The hedge fund industry isn't going away
Bloomberg and the Financial Times have written quite a few articles recently that highlight "major" hedge fund closings. Whether it be an old, established firm closing its doors due to bad market conditions or a fund that can't meet redemptions, the financial media can't help but shout that HFs are going away. While these articles are great clickbait, they couldn't be farther from the truth. 2015 did have some funds close, but that happens every year. Too lazy to pull in the data &AUM and closings, but 2015 was not a cause for concern that the industry is going away.
Stop comparing HF returns to _______
Stop. Just stop now. Every time I see an article about a HF or HF indexes underperforming the S&P 500 I want to throw something at my monitor. The goal of a Hedge Fund is not to beat a 100% long only index. In fact, the reason lots of large institutions put HFs in an asset class called absolute return is because they are supposed to provide a consistent absolute return, not beat the S&P. Regardless, the financial media & large pensions love to go into the spotlight and talk about the underperformance of hedge funds. If your hedge funds provide consistent positive returns throughout a market cycle you're getting your money's worth and more. Stop complaining about relative performance.

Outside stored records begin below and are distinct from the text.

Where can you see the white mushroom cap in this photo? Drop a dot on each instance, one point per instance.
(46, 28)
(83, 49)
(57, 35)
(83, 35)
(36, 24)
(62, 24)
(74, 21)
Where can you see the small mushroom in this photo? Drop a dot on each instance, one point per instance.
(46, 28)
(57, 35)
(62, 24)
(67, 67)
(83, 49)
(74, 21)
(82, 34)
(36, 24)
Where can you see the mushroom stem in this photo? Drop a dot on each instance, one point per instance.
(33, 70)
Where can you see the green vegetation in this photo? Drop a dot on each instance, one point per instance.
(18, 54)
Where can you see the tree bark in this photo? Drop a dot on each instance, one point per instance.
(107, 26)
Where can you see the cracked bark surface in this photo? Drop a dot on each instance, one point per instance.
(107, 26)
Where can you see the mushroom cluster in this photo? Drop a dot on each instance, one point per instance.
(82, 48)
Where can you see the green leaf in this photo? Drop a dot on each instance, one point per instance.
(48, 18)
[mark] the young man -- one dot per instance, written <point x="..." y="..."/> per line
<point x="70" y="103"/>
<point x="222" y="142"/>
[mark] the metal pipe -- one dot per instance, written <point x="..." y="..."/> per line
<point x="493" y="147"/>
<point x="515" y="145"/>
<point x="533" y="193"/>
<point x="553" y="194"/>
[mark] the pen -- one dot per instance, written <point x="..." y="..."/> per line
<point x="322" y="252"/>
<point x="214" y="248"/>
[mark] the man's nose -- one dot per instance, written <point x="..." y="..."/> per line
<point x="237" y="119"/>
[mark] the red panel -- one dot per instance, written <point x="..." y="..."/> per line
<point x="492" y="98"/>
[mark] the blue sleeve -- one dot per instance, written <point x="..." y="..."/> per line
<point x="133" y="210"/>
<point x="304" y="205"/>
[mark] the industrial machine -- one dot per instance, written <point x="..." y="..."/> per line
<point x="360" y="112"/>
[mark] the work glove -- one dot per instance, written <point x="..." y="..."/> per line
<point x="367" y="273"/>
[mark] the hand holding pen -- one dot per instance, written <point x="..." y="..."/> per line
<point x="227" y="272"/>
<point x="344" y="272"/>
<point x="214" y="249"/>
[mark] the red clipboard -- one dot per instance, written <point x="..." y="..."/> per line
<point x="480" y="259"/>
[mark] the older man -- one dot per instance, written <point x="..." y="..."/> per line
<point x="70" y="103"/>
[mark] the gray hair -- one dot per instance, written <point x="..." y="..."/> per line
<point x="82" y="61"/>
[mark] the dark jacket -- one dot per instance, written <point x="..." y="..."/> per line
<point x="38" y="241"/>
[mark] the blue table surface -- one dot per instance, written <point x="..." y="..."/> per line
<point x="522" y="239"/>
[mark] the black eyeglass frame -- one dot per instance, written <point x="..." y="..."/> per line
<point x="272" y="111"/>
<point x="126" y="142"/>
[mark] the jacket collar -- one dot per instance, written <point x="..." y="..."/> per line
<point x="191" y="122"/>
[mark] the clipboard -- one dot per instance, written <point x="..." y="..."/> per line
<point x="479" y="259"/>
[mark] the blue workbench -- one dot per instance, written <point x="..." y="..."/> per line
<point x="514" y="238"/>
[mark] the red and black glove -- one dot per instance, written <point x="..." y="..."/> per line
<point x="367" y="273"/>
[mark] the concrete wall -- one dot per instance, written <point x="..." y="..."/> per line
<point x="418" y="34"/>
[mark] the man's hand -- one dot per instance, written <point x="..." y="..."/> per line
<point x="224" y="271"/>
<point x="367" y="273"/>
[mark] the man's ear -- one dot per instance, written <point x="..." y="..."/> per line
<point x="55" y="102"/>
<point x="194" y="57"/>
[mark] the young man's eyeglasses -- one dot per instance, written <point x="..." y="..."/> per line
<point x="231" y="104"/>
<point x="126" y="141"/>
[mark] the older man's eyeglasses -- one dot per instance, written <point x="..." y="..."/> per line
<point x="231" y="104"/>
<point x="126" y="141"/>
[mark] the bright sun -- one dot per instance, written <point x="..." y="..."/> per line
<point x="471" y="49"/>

Hedge funds aren't hedging
Going off the last point, more & more HFs aren't hedging their portfolios anymore. Especially in L/S equity. I cannot tell you how many times I see a portfolio that is 80% net long and calls itself L/S. I'm sorry, but at that point your beta is probably as close to 1 as a Vanguard mutual fund. This is late cycle behavior when managers are trying to chase extra bps by going just a little longer. Unfortunately, they'll lose a lot more in the next downturn.
Everyone wants to be a hedge fund
A hedge fund is a structure, not an asset class. It's a comingled fund that typically charges above average fees. I've recently seen quite a few long only public equity strategies that are comingled funds with lockups and high fees. What? You'reequities that you could easily exit in a few days of trading and you want 2/20 with a 2 year lockup and quarterly liquidity? Being a hedge fund is the cool thing to do now and long only equity managers are starting to do it. The point of liquidity notice periods is for illiquid investments and the higher fees are for superior returns in a full market cycle. Long only equity investors cannot provide this and therefore do not deserve these fees and structures. Yet, unsophisticated investors who want to sound impressive will invest in these funds, hence encouraging others to do the same.
Things are getting more complicated
This is the last point I'm going to make. I'm seeing more "new" strategies. Funds that do things that don't make sense or are hard to understand. My favorite was a placement agent who said "returns come from a variety of places" when asked what the drivers of a firm's strategy was. The strategy made such little sense that even the placement agent couldn't explain it. If it hasn't been done in the past, there's probably a reason for it. Why are you so lucky that you figured something out that all the other smart people couldn't? Not saying it can't happen, just very unlikely.
That's it for my rambling. It's an interesting time to be an investor. I think we'll see the landscape change over the next decade where the truly great hedge funds will continue to prosper under the premium structure and more of the lower tier funds will revert to traditional structures or close. More random thoughts to come in the future.